Unboundとは

キャッシングDNSサーバ

Unboundは、再帰的にドメインネームからIPアドレスを返したり、IPアドレスからドメインネームを返すキャッシングDNSサーバ(DNSリゾルバ)です。2008年5月20日に、オランダNLnet Labsと米VeriSign、英Nomiet、スウェーデンKireiの4社により、「Unbound 1.0」(正式公開版)がリリースされました。

UnboundはBSDライセンスの元、オープンソースで公開されオランダNLnet Labsがメンテナを勤めています。

BINDと違うの?

はい。違います。DNSサーバとしては同じ部類のアプリケーションになりますが、Unboundはローカルネットワーク内の名前解決に特化したキャッシングDNSリゾルバです。コンテンツサーバはNSD(NLnet Labs)等別のアプリケーションとの連携になります。

なんでBINDじゃダメなの?

2008年8月7日に各機関より、BIND9のキャッシングにおける脆弱性のリリースがありました。この脆弱性は極めて危険度の高いものであり、各所で対応を求められています。BINDは現在までDNSサーバのトップシェアを誇っているものですが、それ故に攻撃の対象となりやすい上、複雑化した設定項目により、設定によるセキュリティホールを造ってしまう状態になっています。

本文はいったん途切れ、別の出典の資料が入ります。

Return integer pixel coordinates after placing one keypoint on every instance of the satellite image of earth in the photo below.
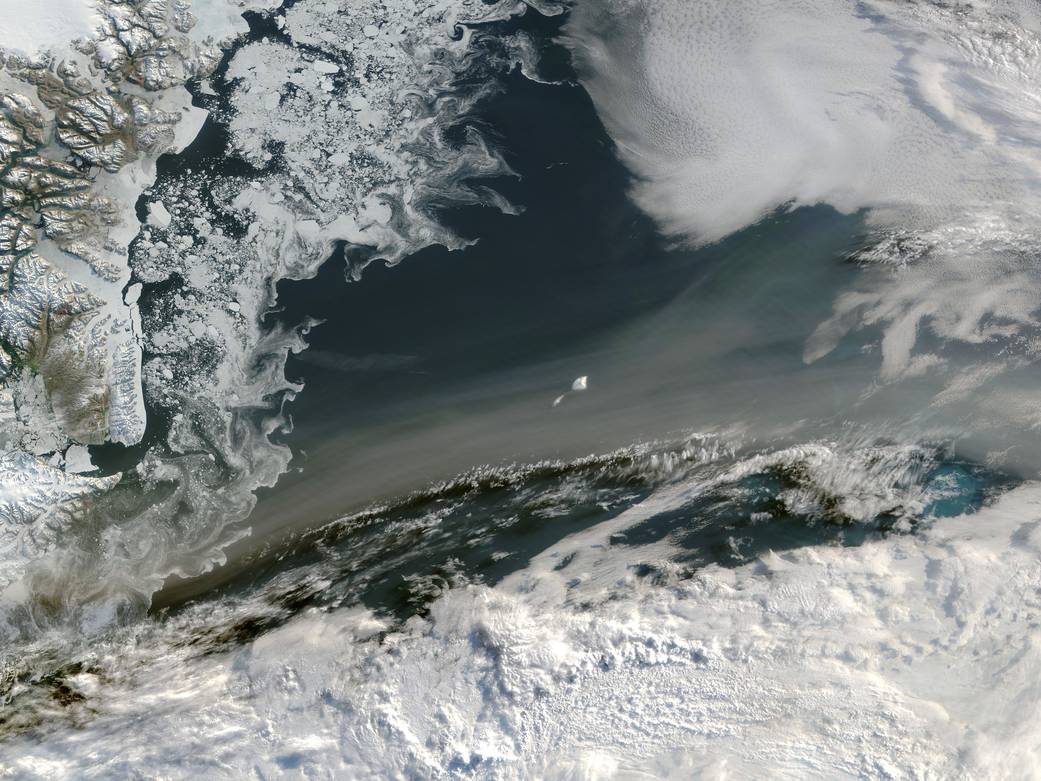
(564, 389)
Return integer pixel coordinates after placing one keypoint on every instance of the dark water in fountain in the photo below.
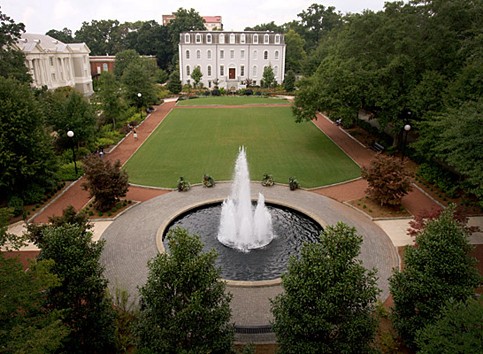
(291, 228)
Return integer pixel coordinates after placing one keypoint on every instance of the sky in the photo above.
(40, 16)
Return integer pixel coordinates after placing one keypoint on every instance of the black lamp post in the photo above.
(406, 128)
(140, 105)
(70, 134)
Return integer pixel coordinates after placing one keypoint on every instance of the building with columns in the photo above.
(55, 64)
(229, 59)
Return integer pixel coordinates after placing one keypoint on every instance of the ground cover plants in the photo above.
(194, 142)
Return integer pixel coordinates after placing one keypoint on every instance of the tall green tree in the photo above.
(12, 60)
(457, 330)
(27, 325)
(328, 297)
(27, 163)
(436, 269)
(81, 294)
(185, 305)
(109, 96)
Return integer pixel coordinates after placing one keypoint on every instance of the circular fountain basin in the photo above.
(291, 229)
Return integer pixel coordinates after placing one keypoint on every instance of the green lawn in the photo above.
(192, 142)
(231, 100)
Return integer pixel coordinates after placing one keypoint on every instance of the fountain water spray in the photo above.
(241, 225)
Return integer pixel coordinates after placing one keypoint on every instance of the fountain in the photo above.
(242, 226)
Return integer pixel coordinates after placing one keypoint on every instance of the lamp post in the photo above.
(70, 134)
(140, 105)
(406, 128)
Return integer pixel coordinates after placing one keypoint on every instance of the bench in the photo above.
(377, 147)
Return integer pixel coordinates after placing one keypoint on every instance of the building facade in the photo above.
(55, 64)
(212, 23)
(231, 59)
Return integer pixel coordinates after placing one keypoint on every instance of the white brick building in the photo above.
(231, 57)
(55, 64)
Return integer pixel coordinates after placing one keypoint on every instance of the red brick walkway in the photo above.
(414, 202)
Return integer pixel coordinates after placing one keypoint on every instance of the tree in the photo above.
(295, 52)
(436, 269)
(81, 294)
(455, 138)
(185, 305)
(328, 297)
(457, 329)
(388, 180)
(138, 78)
(289, 82)
(69, 217)
(27, 325)
(106, 182)
(12, 60)
(108, 94)
(174, 83)
(196, 75)
(123, 60)
(65, 36)
(27, 163)
(268, 77)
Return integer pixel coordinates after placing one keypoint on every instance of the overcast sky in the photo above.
(40, 16)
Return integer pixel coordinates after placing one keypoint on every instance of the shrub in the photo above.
(388, 180)
(183, 185)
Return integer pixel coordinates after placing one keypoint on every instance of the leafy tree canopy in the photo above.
(328, 297)
(185, 305)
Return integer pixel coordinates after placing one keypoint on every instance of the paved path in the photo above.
(131, 239)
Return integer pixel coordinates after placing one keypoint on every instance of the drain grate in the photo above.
(253, 329)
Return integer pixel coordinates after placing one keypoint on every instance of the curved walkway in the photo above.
(131, 241)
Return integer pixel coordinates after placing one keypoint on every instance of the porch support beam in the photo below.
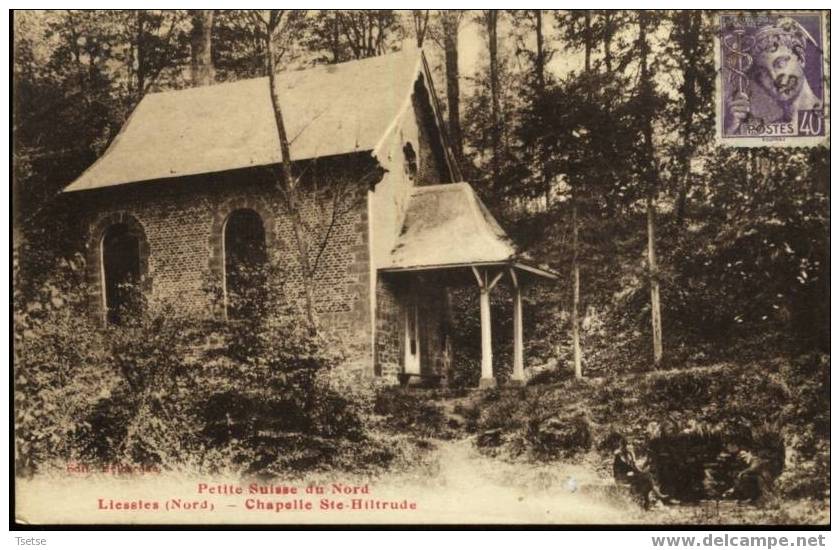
(484, 286)
(518, 375)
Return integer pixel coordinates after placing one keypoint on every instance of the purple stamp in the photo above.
(771, 79)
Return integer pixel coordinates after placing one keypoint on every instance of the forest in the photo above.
(589, 133)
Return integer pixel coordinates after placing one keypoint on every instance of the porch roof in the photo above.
(447, 226)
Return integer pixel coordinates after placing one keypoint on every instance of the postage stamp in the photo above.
(771, 79)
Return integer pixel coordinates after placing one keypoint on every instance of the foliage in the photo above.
(176, 391)
(696, 429)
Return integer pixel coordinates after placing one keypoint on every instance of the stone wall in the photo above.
(182, 224)
(396, 290)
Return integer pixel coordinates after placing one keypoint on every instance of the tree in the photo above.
(450, 22)
(648, 103)
(491, 18)
(202, 71)
(420, 18)
(312, 228)
(689, 54)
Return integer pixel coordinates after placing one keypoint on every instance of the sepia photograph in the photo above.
(511, 267)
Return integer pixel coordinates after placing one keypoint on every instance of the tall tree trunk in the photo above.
(451, 21)
(608, 35)
(491, 17)
(287, 181)
(588, 45)
(646, 83)
(421, 25)
(540, 70)
(141, 54)
(578, 363)
(202, 71)
(691, 23)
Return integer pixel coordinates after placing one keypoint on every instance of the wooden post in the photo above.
(518, 375)
(485, 286)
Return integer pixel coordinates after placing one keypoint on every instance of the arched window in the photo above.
(245, 258)
(120, 272)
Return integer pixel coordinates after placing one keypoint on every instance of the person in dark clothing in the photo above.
(626, 472)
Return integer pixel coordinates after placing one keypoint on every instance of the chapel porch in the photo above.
(449, 239)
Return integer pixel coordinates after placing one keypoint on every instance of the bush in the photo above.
(180, 392)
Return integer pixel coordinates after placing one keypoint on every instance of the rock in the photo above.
(490, 438)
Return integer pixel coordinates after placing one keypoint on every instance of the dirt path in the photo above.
(462, 485)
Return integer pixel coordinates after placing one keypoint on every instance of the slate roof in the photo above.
(328, 110)
(447, 225)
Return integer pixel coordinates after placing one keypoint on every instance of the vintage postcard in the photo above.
(420, 267)
(772, 88)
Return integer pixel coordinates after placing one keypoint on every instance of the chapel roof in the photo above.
(328, 110)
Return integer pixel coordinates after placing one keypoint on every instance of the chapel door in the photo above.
(412, 338)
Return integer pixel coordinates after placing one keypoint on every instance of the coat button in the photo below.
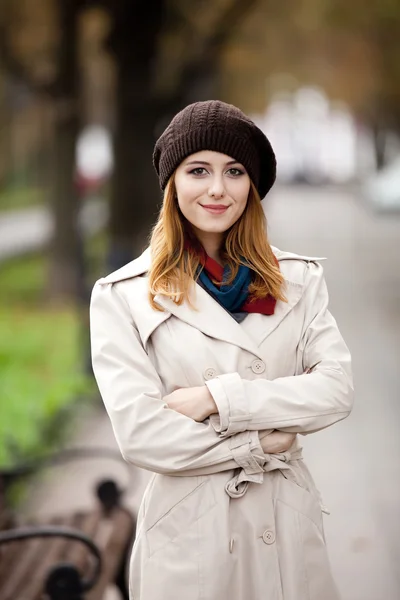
(268, 536)
(258, 366)
(209, 373)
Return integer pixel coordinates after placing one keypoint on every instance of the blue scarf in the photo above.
(233, 296)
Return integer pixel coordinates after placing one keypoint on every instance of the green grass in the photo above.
(14, 198)
(41, 357)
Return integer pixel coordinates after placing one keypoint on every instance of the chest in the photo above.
(185, 356)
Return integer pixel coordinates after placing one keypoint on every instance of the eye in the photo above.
(235, 172)
(198, 171)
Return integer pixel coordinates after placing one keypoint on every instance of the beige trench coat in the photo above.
(219, 518)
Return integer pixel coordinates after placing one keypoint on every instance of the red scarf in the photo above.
(263, 306)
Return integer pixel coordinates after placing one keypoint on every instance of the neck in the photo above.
(211, 243)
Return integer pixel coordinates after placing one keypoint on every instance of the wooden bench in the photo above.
(73, 556)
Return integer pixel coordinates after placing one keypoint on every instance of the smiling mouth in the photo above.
(215, 209)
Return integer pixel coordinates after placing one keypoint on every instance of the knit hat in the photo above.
(214, 125)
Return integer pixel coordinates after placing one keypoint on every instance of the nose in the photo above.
(216, 189)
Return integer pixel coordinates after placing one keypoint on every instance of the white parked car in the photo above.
(382, 190)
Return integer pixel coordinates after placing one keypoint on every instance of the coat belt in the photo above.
(238, 485)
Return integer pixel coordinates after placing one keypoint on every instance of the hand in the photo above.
(277, 442)
(195, 402)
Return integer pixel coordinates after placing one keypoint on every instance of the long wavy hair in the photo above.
(174, 270)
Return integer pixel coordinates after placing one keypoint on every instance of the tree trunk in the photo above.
(134, 194)
(66, 282)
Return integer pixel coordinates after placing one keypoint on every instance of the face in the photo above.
(212, 190)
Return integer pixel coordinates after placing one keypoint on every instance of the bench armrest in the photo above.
(63, 576)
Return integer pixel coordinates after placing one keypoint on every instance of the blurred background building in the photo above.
(86, 86)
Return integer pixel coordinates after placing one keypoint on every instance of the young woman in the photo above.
(212, 351)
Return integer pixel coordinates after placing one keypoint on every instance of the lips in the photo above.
(215, 209)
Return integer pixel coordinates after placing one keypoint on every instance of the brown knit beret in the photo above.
(215, 125)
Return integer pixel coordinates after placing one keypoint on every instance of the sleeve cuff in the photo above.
(233, 411)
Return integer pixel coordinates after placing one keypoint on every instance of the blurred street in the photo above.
(356, 463)
(31, 229)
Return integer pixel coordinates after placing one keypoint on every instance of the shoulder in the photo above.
(299, 269)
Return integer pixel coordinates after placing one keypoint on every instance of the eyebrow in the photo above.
(203, 162)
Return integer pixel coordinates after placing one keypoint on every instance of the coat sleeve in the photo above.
(299, 404)
(149, 434)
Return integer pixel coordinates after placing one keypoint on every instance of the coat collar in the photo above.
(211, 318)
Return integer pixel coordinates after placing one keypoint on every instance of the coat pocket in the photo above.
(180, 517)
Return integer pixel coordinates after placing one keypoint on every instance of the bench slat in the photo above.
(53, 548)
(28, 569)
(121, 534)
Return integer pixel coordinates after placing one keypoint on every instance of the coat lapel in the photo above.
(211, 318)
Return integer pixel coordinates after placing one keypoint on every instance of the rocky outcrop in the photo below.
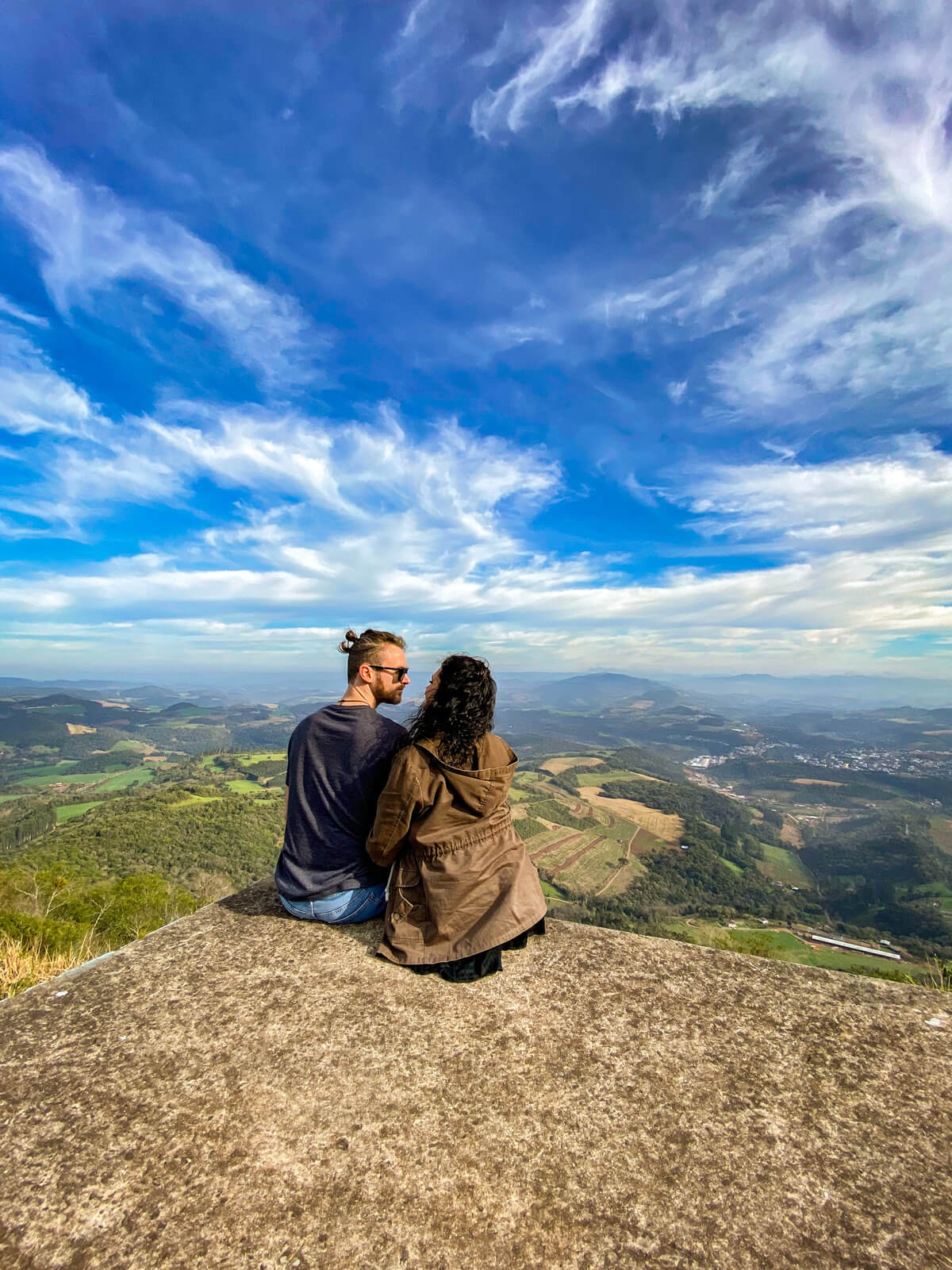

そこのことからBINDの代替えとなるアプリケーションの需要は高まり、Unboundやその他のDNSサーバがリリースされています。Unboundは、BINDとは異なり、設定ファイル1つで全ての設定ができるシンプルな設計や、デフォルト設定状態で高いセキュリティ性を持っているので、無理にBINDを使うよりも安全で簡単にDNSサーバの構築が可能となります。

Unboundっていう名前は?

その名の通り、BINDではないんです(笑)ほぼBINDしか選択肢が無かった状況を打破するための意気込みがかなり感じられます。